The exact real-world base rate for true allegations of sexual abuse is unknown and cannot be directly estimated (cf. Horowitz, Lamb, Esplin, Boychuk, & Reiter-Laverly, 1995). Furthermore, base rates are almost certainly not constant across different subgroups (for example, cases involving custody disputes vs. cases with no custody dispute). One rough estimator of the base rate for true allegations is the observed substantiation rate. The weighted mean base rate for substantiation in the subset of cases that include an interview report of sexual abuse, that is, the probability of substantiation given interview report or p(S | R), across the five studies shown in Table 1 and three additional studies that report this specific information (Keary & Fitzpatrick, 1994; Levy, Markovic, Kalinowski, & Ahart, 1995; Stroud, Martens, & Barker, 2000) is .79. However, given the strong false positive bias observed in Hershkowitz et al. (2007), .79 may be an overestimate of the actual base rate for true allegations in this subset. In other subsets, such as that consisting of uncorroborated allegations of sexual abuse that arise in the context of custody disputes (cf. Horner & Guyer, 1991a, 1991b), the base rate for true reports of sexual abuse by children may be less than .50. For comparative purposes, Table 2 shows base rate sensitive statistics for three hypothetical base rates, .25, .50 (the experimenter-set base rate for true allegations in Hershkowitz et al., 2007), and .75.

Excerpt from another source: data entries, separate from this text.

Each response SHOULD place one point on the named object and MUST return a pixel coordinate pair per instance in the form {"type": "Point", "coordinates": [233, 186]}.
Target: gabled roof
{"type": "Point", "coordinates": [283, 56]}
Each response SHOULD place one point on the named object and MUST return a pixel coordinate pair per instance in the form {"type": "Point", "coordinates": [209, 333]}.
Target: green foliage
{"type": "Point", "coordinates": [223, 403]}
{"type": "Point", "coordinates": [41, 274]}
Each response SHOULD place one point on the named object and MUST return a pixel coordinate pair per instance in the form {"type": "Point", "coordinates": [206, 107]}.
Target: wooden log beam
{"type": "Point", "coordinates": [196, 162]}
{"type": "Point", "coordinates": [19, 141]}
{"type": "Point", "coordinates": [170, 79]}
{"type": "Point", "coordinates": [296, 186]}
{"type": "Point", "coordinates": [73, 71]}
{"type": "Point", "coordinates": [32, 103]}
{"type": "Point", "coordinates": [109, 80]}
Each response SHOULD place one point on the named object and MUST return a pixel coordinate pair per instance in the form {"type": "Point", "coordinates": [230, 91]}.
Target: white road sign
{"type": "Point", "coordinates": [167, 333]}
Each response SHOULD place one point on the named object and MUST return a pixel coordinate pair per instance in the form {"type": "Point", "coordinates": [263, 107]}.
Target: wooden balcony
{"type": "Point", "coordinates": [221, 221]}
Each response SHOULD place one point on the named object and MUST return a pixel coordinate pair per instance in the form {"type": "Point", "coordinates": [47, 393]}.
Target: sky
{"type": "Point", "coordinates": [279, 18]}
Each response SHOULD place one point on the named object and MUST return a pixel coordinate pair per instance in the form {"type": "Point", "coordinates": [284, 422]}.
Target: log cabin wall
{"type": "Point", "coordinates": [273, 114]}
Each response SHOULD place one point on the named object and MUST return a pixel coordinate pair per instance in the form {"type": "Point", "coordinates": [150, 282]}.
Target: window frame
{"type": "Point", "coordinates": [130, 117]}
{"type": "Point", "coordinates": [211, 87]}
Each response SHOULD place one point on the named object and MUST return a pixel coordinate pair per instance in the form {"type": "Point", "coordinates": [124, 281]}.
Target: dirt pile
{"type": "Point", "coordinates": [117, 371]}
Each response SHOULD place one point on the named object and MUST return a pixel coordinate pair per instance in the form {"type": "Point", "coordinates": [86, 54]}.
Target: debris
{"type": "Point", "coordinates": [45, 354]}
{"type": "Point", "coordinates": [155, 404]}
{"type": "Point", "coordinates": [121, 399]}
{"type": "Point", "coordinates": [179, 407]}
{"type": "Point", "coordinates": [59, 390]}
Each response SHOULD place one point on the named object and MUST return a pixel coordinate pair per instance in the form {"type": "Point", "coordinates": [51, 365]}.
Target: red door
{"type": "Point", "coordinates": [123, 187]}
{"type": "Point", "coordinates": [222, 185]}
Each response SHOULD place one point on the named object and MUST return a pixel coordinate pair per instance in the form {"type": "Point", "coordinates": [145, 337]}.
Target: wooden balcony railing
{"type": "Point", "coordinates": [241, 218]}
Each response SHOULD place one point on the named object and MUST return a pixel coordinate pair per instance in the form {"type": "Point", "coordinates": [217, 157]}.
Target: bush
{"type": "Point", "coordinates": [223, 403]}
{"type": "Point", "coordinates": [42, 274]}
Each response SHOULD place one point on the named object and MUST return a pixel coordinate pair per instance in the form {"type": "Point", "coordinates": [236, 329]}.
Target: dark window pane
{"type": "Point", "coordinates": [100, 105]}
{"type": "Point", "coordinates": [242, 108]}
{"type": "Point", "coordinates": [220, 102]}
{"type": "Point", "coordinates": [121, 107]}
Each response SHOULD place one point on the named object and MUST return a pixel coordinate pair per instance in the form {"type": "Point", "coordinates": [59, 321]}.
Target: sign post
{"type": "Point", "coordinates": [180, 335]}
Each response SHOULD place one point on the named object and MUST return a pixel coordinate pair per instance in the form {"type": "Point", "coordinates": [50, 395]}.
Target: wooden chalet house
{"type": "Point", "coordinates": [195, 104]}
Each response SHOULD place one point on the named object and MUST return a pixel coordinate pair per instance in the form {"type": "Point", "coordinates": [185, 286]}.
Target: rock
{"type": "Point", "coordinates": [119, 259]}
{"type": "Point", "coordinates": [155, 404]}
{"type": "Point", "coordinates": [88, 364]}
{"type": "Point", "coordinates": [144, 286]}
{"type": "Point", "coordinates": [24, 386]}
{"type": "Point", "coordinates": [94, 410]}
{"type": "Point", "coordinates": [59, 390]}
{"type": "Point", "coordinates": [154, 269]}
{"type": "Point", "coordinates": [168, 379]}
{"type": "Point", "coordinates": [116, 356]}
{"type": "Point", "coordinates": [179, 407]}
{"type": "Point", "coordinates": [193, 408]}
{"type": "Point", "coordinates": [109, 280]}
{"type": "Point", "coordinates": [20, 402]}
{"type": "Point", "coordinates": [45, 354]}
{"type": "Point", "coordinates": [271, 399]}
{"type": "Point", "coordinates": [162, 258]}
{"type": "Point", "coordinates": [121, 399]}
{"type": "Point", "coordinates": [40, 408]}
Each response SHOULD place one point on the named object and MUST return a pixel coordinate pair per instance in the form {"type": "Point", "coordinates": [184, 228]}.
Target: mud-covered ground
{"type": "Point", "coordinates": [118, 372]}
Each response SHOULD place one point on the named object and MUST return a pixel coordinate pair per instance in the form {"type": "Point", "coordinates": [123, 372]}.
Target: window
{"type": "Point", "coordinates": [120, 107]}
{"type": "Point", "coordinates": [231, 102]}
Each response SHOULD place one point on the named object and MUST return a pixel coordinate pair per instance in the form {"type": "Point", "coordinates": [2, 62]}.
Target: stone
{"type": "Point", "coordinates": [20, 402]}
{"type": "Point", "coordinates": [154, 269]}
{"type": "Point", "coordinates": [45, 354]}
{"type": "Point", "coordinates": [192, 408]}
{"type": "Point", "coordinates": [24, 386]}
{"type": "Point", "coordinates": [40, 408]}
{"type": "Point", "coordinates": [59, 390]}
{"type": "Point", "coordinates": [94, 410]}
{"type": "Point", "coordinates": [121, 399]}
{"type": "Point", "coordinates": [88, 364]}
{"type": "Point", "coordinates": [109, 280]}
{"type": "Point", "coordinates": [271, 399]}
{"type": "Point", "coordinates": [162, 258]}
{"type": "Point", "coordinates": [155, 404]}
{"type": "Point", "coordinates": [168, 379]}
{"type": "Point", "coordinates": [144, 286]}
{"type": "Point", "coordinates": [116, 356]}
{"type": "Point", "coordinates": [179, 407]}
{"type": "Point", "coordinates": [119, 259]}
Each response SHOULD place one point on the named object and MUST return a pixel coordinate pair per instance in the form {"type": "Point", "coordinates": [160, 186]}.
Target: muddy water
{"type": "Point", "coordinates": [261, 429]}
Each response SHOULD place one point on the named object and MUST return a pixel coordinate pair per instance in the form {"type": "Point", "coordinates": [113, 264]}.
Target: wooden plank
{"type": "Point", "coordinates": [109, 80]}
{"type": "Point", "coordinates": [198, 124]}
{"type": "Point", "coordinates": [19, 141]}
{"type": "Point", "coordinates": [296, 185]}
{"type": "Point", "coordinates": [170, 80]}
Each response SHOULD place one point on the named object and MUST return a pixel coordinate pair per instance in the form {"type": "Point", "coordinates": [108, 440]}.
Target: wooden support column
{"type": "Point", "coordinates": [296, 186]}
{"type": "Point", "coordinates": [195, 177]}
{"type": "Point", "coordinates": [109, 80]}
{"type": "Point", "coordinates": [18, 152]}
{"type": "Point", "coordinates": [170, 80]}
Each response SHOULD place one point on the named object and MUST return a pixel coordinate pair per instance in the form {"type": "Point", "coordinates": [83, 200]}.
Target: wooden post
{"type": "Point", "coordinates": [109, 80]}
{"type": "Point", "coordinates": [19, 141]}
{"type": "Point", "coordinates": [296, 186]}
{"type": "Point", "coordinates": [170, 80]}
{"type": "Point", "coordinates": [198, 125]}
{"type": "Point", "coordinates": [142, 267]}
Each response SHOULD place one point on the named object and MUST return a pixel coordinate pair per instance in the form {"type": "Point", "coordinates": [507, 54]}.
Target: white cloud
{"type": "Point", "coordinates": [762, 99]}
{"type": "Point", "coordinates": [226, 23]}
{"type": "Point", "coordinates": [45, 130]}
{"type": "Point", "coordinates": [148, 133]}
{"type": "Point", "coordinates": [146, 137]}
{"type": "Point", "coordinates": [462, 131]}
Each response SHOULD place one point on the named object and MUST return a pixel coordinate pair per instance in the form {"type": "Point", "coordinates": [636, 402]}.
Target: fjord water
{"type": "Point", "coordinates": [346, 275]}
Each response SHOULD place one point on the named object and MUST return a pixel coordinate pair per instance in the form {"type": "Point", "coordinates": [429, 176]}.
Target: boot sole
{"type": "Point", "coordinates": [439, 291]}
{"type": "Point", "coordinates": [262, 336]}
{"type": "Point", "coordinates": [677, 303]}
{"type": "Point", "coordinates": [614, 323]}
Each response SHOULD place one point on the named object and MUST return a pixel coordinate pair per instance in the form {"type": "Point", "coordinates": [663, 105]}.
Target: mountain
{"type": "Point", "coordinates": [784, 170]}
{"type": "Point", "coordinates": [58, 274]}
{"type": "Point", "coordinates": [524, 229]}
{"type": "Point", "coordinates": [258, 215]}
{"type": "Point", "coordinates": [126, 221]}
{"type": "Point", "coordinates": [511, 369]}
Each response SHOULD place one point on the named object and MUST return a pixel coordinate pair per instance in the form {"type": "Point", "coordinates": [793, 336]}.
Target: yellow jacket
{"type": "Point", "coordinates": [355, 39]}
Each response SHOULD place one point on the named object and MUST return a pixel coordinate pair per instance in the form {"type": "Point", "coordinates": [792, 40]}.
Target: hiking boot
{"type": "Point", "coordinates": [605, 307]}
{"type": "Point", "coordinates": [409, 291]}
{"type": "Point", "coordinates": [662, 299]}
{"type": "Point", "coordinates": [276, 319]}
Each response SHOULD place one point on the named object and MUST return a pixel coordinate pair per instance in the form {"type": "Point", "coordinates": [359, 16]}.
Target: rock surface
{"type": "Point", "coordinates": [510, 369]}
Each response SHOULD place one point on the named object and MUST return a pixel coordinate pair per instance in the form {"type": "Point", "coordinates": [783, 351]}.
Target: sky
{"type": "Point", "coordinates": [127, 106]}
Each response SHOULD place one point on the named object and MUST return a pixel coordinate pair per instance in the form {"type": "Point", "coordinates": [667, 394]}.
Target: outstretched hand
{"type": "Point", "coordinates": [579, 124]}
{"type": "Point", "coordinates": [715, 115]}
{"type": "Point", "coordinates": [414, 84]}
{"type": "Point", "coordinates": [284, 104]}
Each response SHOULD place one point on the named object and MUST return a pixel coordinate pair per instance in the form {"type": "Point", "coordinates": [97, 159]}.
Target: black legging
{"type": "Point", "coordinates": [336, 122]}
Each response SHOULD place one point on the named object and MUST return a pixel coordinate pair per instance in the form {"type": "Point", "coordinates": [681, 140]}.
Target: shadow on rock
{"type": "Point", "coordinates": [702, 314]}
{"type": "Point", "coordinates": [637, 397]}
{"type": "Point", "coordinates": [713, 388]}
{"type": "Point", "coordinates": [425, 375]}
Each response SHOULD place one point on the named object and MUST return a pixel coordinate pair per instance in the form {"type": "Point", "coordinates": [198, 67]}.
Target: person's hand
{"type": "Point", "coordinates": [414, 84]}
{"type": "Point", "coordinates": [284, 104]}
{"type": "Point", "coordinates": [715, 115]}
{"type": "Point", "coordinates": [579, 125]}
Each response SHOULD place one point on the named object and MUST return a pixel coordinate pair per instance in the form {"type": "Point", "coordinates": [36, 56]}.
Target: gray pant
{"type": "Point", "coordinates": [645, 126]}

The hit rates shown in Table 2 can be compared to the base rate judgment hit rate, the hit rate that would be obtained if all judgments were the same, either all substantiated or all unsubstantiated. Thus, for population base rates .25, .50, and .75, the base rate judgment hit rates would be .75 (classify all cases as unsubstantiated), .50 (classify all cases as either unsubstantiated or substantiated), and .75 (classify all cases as substantiated), respectively.
Considering only the most realistic and generalizable scenario in Table 2, Scenario 2, it is clear that the accuracy of dichotomous judgments about non-protocol interviews, as measured by either the hit rate (HR, range = .43-.54) or the correlation between judgments (substantiated or unsubstantiated) and the real state of the world (allegation true or allegation false), (f = -.02 for all three base rates) is below or near chance levels for all three hypothetical base rates. The FPR is .40; the FNR is .62; and the LR is .9. LRs can range from 0 to infinity. LRs between 0 and 1.0 indicate that substantiation provides evidence that the allegation is false. An LR of 1.0 means that there is no association between substantiation and the validity of the allegation (equivalent to a correlation of 0). Evidence with an LR of between 1.0 and 3.0 provides only weak support for a hypothesis (Goodman & Royall, 1988; Wood, 1996). In summary, the statistics for dichotomized judgments about the non-protocol interviews are consistent with the ROC analysis in that they confirm that the study participants demonstrated no ability to distinguish between true and false reports made in non-protocol interviews. What does Table 2 reveal about the accuracy of judgments for protocol interviews?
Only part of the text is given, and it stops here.